Que l'Agent judiciaire du Trésor offre en revanche de réparer le préjudice spécifique résultant de l'aggravation de l'état dépressif du requérant qu'il estime en relation directe avec son incarcération ; qu'il y a donc lieu, prenant acte de cette offre, d'allouer la somme de 3.000 € proposée à ce titre ;

Que, s'il est regrettable que le médecin traitant du requérant n'ait pas établi un certificat se prononçant sur le lien allégué entre la détention subie par Monsieur Y... et l'aggravation du diabète dont il souffrait antérieurement, il ressort cependant des certificats médicaux que le traitement a été augmenté dans les jours qui ont suivi sa libération ; que sans connaître l'évolution "normale" de cette pathologie en l'absence de certificat, il n'en demeure pas moins qu'il est ainsi démontré que le requérant s'est trouvé juste après sa détention soumis à un traitement plus lourd, signe qu'il existe une relation directe entre la détention subie et l'aggravation de son état qu'il convient d'indemniser à hauteur de 5.000€;

Qu'il y a donc lieu de lui accorder la somme globale de 8.000 € en réparation de son préjudice corporel ;

Sur le préjudice moral :

Attendu que l'indemnisation du préjudice moral de la personne détenue est fonction, notamment, de sa personnalité, de son mode de vie, de son comportement au cours de l'instruction, de ses antécédents judiciaires et des périodes de détention effectuées en exécution de condamnations antérieures ;

Attendu que Monsieur Lyèce Y..., né le 31 juillet 1951, était âgé de 52 ans lors de sa mise en détention, marié avec la plaignante et père de trois enfants âgés de 24, 12 et 11 ans ;

Qu'il a souffert de l'absence de visite de certains membres de sa famille, notamment de ses plus jeunes enfants, en raison des circonstances de la plainte, ainsi que de la peur de partager sa cellule avec des co-détenus inconnus et dangereux ;

Qu'en outre, la nature des faits reprochés a contribué à rendre les conditions de détention plus difficiles par l'attitude de ses co-détenus ;

Que son casier judiciaire ne porte trace d'aucune condamnation et qu'il s'agissait d'une première incarcération ;

Attendu que la détention que Monsieur Y... a subie lui a causé un préjudice moral incontestable que, eu égard à sa durée et en considération des éléments susvisés, particulièrement de l'importance du choc carcéral, il y a lieu d'indemniser à hauteur de la somme de 6.000 € ;

Attendu que l'article 700 du code de procédure civile est applicable aux demandes d'indemnisation à raison d'une détention provisoire ; que l'équité commande de fixer l'indemnité due au titre des frais irrépétibles à la somme de 1.500 € ;

PAR CES MOTIFS,

ALLOUONS à Monsieur Lyèce Y... une indemnité de CINQUANTE MILLE DEUX CENT TRENTE-NEUF EUROS SIX CENTIMES (50.239,06 €) en réparation de son préjudice matériel, corporel et moral outre la somme de MILLE CINQ CENTS EUROS (1.500 €) en application de l'article 700 du code de procédure civile.

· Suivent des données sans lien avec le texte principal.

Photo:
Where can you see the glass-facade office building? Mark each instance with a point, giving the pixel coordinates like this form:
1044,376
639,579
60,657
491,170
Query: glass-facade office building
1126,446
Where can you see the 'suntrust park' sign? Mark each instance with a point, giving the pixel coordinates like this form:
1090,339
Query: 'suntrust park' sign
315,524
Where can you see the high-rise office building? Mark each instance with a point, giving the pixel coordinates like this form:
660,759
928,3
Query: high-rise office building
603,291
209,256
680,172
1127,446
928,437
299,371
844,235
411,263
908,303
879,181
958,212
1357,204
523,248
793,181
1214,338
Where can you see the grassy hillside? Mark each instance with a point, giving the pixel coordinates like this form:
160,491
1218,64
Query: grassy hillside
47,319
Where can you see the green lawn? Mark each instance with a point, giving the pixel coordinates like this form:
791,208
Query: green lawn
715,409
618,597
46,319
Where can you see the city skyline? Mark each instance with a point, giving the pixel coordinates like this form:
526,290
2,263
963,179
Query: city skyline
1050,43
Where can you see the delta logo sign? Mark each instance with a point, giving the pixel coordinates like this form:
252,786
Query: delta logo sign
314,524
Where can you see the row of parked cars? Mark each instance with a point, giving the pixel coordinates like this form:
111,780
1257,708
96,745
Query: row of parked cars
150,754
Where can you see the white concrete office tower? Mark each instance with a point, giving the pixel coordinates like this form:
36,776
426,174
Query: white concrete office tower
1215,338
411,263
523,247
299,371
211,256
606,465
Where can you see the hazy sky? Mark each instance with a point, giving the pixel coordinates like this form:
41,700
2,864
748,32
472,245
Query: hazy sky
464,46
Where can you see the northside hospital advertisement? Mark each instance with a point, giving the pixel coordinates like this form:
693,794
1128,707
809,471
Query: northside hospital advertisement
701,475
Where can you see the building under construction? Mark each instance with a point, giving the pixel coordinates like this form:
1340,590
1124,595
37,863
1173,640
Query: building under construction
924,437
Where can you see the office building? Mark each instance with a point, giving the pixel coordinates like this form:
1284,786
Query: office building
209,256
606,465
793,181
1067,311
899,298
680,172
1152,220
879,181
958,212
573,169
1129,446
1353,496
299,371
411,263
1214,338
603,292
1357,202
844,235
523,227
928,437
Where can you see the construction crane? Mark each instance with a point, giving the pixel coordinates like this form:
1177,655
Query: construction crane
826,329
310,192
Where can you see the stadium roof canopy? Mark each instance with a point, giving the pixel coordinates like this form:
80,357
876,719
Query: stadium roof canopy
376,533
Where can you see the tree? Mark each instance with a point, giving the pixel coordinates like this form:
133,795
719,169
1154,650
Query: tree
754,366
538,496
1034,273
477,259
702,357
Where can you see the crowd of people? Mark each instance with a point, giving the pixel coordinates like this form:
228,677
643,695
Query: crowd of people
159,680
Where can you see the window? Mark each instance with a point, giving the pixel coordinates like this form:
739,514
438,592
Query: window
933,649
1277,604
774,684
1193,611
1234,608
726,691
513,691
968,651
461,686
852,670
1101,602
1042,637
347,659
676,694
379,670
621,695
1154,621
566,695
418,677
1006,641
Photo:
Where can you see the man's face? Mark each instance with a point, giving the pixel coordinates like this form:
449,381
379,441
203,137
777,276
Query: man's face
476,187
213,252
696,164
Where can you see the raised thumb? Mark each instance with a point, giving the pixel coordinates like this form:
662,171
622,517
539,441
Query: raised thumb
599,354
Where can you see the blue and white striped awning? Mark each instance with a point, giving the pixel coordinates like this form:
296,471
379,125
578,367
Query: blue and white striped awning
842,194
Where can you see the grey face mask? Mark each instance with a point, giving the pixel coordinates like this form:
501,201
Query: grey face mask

REJETONS le surplus des prétentions de Monsieur Lyèce Y...,

Décision rendue le 4 juin 2008 par mise à disposition au greffe de la cour, les parties en ayant été préalablement avisées dans les conditions prévues au deuxième alinéa de l'article 450 du code de procédure civile.

LE GREFFIER LE MAGISTRAT DELEGUE


Synthèse
Tribunal : Cour d'appel de Paris
Formation : Ct0089
Numéro d'arrêt : 07/08617
Date de la décision : 04/06/2008

Références :

Décision attaquée : Cour d'appel de Paris, 06 décembre 2006


Origine de la décision
Date de l'import : 28/11/2023
Fonds documentaire ?: Legifrance
Identifiant URN:LEX : urn:lex;fr;cour.appel.paris;arret;2008-06-04;07.08617 ?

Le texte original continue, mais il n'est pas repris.